ヒッチコックの作り出すサスペンスは見た人が共犯者のような気持ちにさせられるところがあります。「サイコ」しかり本作しかり、今回は自分がやってもいない殺人の罪をかぶせられるかもしれない恐怖と対峙します。
実際こんな乗客と相乗りになったら嫌だなぁという感じをロバート・ウォーカー演じるブルーノというキャラクターは体現しています。いきなり話しかけてきて、人の家庭時事情に土足で踏み込み、あまつさえ殺人計画を持ち寄り、嫌がってあしらったら本当に殺人を実行してしまうという恐ろしさ。また執拗に彼が付きまとうのも恐ろしかったですねぇ。ふと顔を上げるとそこに彼がいる。いるはずのない場所にまでも彼がいるという恐怖が本作をより面白くしています。

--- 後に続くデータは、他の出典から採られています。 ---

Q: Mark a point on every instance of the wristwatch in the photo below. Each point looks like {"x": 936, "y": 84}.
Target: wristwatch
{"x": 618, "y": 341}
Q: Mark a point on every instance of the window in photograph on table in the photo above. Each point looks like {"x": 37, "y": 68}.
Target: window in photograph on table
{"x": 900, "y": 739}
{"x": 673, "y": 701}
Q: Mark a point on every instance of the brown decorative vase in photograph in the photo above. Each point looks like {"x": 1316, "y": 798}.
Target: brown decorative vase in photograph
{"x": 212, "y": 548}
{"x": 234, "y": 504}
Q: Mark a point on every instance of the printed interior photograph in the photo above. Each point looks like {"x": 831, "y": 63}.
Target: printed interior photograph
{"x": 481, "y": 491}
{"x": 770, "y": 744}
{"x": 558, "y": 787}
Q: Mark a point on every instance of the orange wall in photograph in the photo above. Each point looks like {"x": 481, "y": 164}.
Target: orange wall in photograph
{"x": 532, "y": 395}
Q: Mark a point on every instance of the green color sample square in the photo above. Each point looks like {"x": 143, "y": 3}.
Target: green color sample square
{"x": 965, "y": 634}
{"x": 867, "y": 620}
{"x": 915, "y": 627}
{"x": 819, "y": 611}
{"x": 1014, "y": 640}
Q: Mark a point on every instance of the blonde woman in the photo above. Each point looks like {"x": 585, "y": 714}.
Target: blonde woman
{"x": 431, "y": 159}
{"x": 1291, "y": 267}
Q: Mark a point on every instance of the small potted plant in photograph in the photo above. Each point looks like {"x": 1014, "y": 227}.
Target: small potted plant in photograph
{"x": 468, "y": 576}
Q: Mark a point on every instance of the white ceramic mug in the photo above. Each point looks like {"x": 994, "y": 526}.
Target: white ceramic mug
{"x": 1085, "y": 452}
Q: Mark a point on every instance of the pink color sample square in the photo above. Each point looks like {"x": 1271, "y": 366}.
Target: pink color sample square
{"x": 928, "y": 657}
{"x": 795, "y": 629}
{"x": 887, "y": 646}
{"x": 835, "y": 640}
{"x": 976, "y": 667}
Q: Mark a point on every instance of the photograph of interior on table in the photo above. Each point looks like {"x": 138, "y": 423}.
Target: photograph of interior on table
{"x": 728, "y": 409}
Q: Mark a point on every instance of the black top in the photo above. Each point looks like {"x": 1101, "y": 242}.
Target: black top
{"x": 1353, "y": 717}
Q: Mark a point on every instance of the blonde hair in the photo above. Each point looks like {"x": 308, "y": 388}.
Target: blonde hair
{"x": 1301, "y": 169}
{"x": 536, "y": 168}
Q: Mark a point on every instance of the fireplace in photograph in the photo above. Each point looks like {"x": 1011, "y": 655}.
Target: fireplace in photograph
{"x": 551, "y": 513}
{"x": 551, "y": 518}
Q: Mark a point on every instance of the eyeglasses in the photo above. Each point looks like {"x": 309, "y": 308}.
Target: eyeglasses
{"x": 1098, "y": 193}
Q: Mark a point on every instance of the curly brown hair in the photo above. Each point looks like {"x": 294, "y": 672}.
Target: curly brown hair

終盤のテニスの試合のシーンは二重にハラハラさせてくれます。テニスの試合が早く終わらないといけないのに長引き、一方ブルーノはブルーノで、証拠品であるライターを溝に落としてしまいます。ブルーノが唯一動揺したシーンといっても過言ではないでしょう。果たしてどうなるのかとこちらも固唾をのんで見守る良い展開です。
ハラハラとさせられる一方で暗くなりすぎないのは、主人公のガッツのある感じとヒロインの聡明さでしょうか。こういう作品の場合、一方がお荷物になることで主人公の孤独感を演出したりするものも多いですが、本作はヒロインが文字通り支えてくれます。また物語のキーとなる場所が遊園地というのもどこかコミカルな感じがありますね。最後の決戦も遊園地で締めるというのも一つの物語として納得感があります。
総じてあっという間の101分間の乗車でした。次から次へと襲い掛かる緊張と緩和に揺られっぱなしです。さすがサスペンスの帝王といったところでしょう。Amazonプライムではあまり見放題対象にヒッチコック作品が入ることはないのですが、本作は数少ない作品の一つです。是非ご鑑賞下さい。